Review Serial Bodies

Review Serial Bodies (2023)

Review Serial Bodies (2023)
Genre
  • fiksi ilmiah
Actors
  • Amaka Okafor
Director
  • Amaka Okafor
  • Kyle Soller
  • Stephen Graham
Release Date
  • 19 October 2023
Rating
4 / 5

Bodies lahir dari tangan dingin kreator, Paul Tomalin. Anda mungkin mengingat namanya dari serial Shameless yang mengudara pada tahun 2009 (kembali ditayangkan di Netflix). Paul mengadaptasi 8 jilid novel grafis karya Si Spencer menjadi 8 episode dari serial terbatas yang mencampurbaurkan fiksi ilmiah dan misteri pembunuhan.

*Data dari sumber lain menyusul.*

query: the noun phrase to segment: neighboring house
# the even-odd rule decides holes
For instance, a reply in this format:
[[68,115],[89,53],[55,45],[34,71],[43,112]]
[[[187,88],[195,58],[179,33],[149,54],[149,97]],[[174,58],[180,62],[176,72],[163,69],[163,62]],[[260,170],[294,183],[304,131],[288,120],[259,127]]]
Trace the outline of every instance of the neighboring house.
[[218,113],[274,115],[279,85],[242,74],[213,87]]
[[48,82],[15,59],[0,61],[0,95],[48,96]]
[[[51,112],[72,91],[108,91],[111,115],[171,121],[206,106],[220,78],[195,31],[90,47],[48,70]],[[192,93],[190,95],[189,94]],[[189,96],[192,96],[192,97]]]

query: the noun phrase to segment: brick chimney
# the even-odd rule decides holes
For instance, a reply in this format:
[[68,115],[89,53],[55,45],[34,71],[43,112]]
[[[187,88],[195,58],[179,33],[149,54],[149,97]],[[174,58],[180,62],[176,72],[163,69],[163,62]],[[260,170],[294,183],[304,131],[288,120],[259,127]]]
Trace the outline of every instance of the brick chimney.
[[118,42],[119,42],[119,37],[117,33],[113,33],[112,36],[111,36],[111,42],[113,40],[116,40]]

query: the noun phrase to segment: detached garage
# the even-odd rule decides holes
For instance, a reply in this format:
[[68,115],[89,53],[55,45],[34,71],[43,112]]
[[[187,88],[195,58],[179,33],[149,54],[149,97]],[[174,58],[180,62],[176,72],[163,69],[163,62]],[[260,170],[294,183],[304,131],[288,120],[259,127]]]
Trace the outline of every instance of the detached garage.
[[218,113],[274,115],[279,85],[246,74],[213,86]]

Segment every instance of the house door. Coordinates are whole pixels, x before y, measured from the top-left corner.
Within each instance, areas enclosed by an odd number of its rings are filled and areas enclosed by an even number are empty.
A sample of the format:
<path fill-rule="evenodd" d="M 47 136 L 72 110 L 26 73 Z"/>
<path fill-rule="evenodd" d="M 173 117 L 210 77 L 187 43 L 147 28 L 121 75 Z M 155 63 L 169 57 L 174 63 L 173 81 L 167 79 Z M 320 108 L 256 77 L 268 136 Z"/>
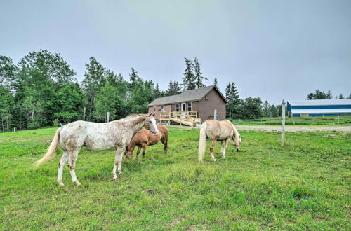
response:
<path fill-rule="evenodd" d="M 182 106 L 182 118 L 185 118 L 186 112 L 187 111 L 187 104 L 186 103 L 181 103 L 180 105 Z"/>

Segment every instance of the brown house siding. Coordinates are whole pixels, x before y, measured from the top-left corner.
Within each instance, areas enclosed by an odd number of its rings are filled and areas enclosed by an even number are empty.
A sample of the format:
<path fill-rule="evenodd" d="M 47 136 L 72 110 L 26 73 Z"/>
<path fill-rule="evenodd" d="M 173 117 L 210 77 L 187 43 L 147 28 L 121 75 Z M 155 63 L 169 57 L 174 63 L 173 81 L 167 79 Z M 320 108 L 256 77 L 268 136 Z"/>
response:
<path fill-rule="evenodd" d="M 176 104 L 164 105 L 164 111 L 176 111 Z M 149 113 L 153 111 L 153 106 L 149 107 Z M 211 90 L 200 101 L 192 102 L 192 111 L 197 111 L 197 117 L 201 118 L 201 122 L 208 120 L 209 117 L 213 117 L 215 109 L 217 110 L 217 115 L 220 120 L 225 119 L 225 102 L 215 89 Z M 161 106 L 157 106 L 156 114 L 154 115 L 157 120 L 159 119 L 160 111 Z"/>
<path fill-rule="evenodd" d="M 201 122 L 207 120 L 210 116 L 213 116 L 215 109 L 217 110 L 217 115 L 220 120 L 225 119 L 225 102 L 215 90 L 212 90 L 196 103 L 197 108 L 197 110 L 194 108 L 194 111 L 198 111 L 198 117 L 201 118 Z"/>

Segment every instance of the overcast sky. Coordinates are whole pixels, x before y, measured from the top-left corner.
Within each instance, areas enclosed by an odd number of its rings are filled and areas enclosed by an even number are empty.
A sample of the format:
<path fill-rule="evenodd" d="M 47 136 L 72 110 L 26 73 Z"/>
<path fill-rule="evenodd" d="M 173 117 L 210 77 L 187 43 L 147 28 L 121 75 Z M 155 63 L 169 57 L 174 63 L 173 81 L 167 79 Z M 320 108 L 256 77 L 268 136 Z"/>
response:
<path fill-rule="evenodd" d="M 183 57 L 212 85 L 278 104 L 351 93 L 351 1 L 1 1 L 0 55 L 59 52 L 81 81 L 94 56 L 166 90 Z"/>

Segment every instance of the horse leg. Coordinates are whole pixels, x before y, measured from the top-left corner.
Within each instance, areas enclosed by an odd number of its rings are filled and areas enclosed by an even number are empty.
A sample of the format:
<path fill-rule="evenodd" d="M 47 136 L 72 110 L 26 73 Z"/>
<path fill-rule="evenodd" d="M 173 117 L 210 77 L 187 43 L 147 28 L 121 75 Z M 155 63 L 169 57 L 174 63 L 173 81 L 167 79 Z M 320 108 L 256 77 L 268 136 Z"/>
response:
<path fill-rule="evenodd" d="M 144 158 L 145 157 L 145 150 L 146 150 L 146 144 L 143 146 L 143 161 L 144 161 Z"/>
<path fill-rule="evenodd" d="M 216 160 L 215 156 L 213 155 L 213 150 L 214 150 L 215 145 L 216 145 L 216 140 L 211 141 L 210 152 L 211 152 L 211 158 L 212 159 L 213 161 L 217 160 Z"/>
<path fill-rule="evenodd" d="M 230 138 L 227 139 L 225 141 L 223 144 L 223 152 L 222 153 L 222 158 L 225 158 L 225 150 L 227 150 L 227 147 L 228 146 L 229 141 L 230 141 Z"/>
<path fill-rule="evenodd" d="M 223 148 L 224 148 L 224 146 L 223 146 L 223 141 L 220 141 L 220 154 L 222 154 L 222 158 L 223 158 Z"/>
<path fill-rule="evenodd" d="M 77 178 L 76 172 L 74 169 L 76 167 L 77 158 L 78 158 L 78 152 L 79 150 L 69 152 L 68 156 L 68 167 L 69 168 L 69 172 L 71 173 L 72 181 L 76 183 L 77 186 L 80 186 L 81 183 L 78 181 Z"/>
<path fill-rule="evenodd" d="M 118 178 L 116 174 L 116 169 L 118 167 L 119 174 L 122 174 L 122 158 L 123 158 L 123 146 L 116 146 L 116 156 L 114 157 L 114 165 L 113 166 L 112 175 L 113 179 Z"/>
<path fill-rule="evenodd" d="M 64 151 L 62 157 L 61 158 L 61 160 L 60 160 L 60 162 L 58 162 L 58 182 L 60 186 L 65 186 L 62 182 L 62 173 L 65 164 L 66 164 L 67 161 L 68 161 L 68 153 L 67 151 Z"/>
<path fill-rule="evenodd" d="M 162 140 L 162 143 L 164 143 L 164 154 L 167 154 L 167 150 L 168 150 L 168 146 L 167 146 L 167 139 L 164 139 Z"/>
<path fill-rule="evenodd" d="M 141 149 L 141 147 L 138 146 L 138 151 L 136 152 L 135 160 L 138 160 L 139 158 L 139 153 L 140 153 L 140 149 Z"/>

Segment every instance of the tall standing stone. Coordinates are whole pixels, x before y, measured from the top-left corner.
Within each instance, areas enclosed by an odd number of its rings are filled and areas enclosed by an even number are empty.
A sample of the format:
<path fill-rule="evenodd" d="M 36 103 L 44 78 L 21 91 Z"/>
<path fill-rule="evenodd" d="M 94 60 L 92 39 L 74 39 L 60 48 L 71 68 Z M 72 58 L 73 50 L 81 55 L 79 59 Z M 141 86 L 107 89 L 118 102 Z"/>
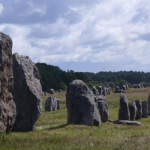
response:
<path fill-rule="evenodd" d="M 148 115 L 150 115 L 150 94 L 148 96 L 147 102 L 148 102 Z"/>
<path fill-rule="evenodd" d="M 148 118 L 147 101 L 142 102 L 142 118 Z"/>
<path fill-rule="evenodd" d="M 96 97 L 99 113 L 102 122 L 108 121 L 108 102 L 104 95 L 99 95 Z"/>
<path fill-rule="evenodd" d="M 120 94 L 120 108 L 119 108 L 119 120 L 130 120 L 130 113 L 128 108 L 127 97 L 121 93 Z"/>
<path fill-rule="evenodd" d="M 98 87 L 99 95 L 102 95 L 102 86 Z"/>
<path fill-rule="evenodd" d="M 32 131 L 42 111 L 40 74 L 28 56 L 13 55 L 13 96 L 17 107 L 14 131 Z"/>
<path fill-rule="evenodd" d="M 16 118 L 12 96 L 12 40 L 0 32 L 0 132 L 8 133 Z"/>
<path fill-rule="evenodd" d="M 135 119 L 141 119 L 142 118 L 142 101 L 140 99 L 134 100 L 137 111 L 136 111 L 136 118 Z"/>
<path fill-rule="evenodd" d="M 95 86 L 93 86 L 92 92 L 93 92 L 94 95 L 99 95 L 99 91 Z"/>
<path fill-rule="evenodd" d="M 134 121 L 136 118 L 137 107 L 134 101 L 129 104 L 130 120 Z"/>
<path fill-rule="evenodd" d="M 101 124 L 96 97 L 82 80 L 73 80 L 67 89 L 68 124 Z"/>

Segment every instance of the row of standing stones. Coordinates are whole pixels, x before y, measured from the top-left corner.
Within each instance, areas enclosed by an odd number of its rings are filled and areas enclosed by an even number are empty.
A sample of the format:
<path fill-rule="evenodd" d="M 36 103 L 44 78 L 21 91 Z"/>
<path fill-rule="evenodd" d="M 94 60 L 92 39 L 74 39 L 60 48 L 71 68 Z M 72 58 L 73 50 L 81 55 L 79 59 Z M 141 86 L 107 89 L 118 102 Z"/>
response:
<path fill-rule="evenodd" d="M 67 123 L 98 126 L 108 121 L 105 95 L 110 92 L 110 87 L 103 90 L 102 87 L 98 90 L 93 87 L 92 92 L 83 81 L 72 81 L 66 94 Z M 13 131 L 32 131 L 41 115 L 42 94 L 40 74 L 35 64 L 28 56 L 12 56 L 11 38 L 0 33 L 0 131 L 8 133 L 11 128 Z M 60 109 L 59 100 L 49 97 L 45 110 L 56 109 Z M 146 112 L 147 102 L 141 105 L 140 100 L 135 100 L 128 106 L 126 96 L 121 93 L 119 120 L 140 119 L 141 114 L 147 117 Z"/>

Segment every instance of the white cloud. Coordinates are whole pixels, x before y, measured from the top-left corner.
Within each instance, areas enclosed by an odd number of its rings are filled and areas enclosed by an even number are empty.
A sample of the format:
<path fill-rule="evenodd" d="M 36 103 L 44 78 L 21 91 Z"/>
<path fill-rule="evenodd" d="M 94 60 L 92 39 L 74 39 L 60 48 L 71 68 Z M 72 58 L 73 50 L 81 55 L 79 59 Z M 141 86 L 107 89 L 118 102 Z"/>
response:
<path fill-rule="evenodd" d="M 32 1 L 29 6 L 25 14 L 27 17 L 36 13 L 41 17 L 49 16 L 46 4 Z M 1 7 L 2 4 L 0 10 Z M 29 55 L 36 62 L 88 61 L 108 64 L 106 66 L 112 70 L 123 67 L 127 70 L 149 70 L 148 0 L 106 0 L 81 6 L 70 2 L 68 9 L 66 5 L 62 9 L 65 15 L 56 15 L 53 22 L 46 18 L 43 22 L 36 20 L 32 24 L 0 25 L 1 31 L 13 38 L 13 52 Z M 68 21 L 76 17 L 75 22 Z M 113 68 L 114 65 L 117 67 Z"/>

Serial Bodies mengedepankan 4 karakter detektif menarik dari 4 masa berbeda. Masing-masing diperankan oleh Kyle Soller (Andor), Jacob Fortune-Lloyd (See How They Run), Amaka Okafor (Greatest Days) dan Shira Haas (Unorthodox). Juga terselip penampilan khusus dari Greta Scacchi (peraih Primetime Emmy dari miniseri Rasputin) dan Stephen Graham (nominasi 8 BAFTA Awards).

Serial terbatas ini ditayangkan secara perdana di Netflix pada 19 Oktober 2023.

Review serial Bodies (2023)

Perjalanan melintasi waktu, pembunuhan berulang dan penghormatan kepada David Deutsch

Tahun 2019. Film Avengers: Endgame dirilis dan tak disangka memberi penghormatan besar kepada ahli fisika kuantum asal Inggris dari Universitas Oxford, David Deutsch.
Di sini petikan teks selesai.